In information technology, the same kind of impact isn't always obtained. The newest processor or operating system is unlikely to excite the same kind of cultural tidal wave as the newest musical release from a popular rock group, but the theory is the same. Are the copyright laws, as currently instituted and enforced, protecting the users of intellectual properties, as well as their owners?

The assault made by music industry executives and their legal attack dogs on anonymity on the Web deserves comment. They suggest that we must restrict the anonymity behind which people hide to commit crimes and that anonymity must not be equated with privacy. I believe the logic is flawed from both legal and historical perspectives. It is the same logic that bigoted legislators, especially in the deep South, used to argue that membership lists for the NAACP or the Congress on Racial Equality should be made generally available. Anonymity is valid to protect a user from embarrassment or to shield a user who elects to speak out on a controversial issue. (Check out the court opinion in ACLU vs. Miller in 1997 down Georgia way.) Wiping out this protection of free speech and association could be considered too great a sacrifice. At the beginning of this editorial, the analogy was used likening anonymity to wearing a ski mask to rob a bank. That does not mean that you should not be making ski masks. They have their place: on the slopes or on a public street, if the user wants.

If we were living in Voltaire's "best of all possible worlds," or Shangri-la, or Erewhon, or Thomas More's Utopia, the views of the cyber-guys and cybergals would probably hold forth and all ideas would be freely flowing.
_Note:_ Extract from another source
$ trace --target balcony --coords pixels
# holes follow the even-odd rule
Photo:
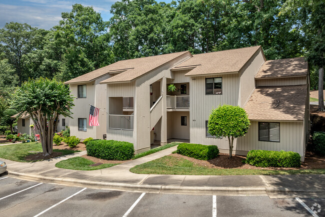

If we were in the Renaissance, the brilliant composers, performers, artists, and inventors would have patrons who would support them as they provided creative product for the betterment of the human condition and the development of cultures.

Yet we have very few modern-day Medicis and, for the time being, the composers, performers, artists, and inventors need to exploit their creativity financially. This is tremendously sad... I would prefer to live in the Utopia or Shangri-la, but creativity could suffer if there is no recompense for creativity and originality. Anthony Trollope summarized it well in his An Autobiography: "Take away from English authors their copyrights and you would very soon take away from England her authors." Yet true as this is, the current copyright laws are inadequate because they are focused on property rights alone. Those we trust with legislating such issues must make some kind of provision for culture: "the moral and mutual instruction of man and improvement of his condition."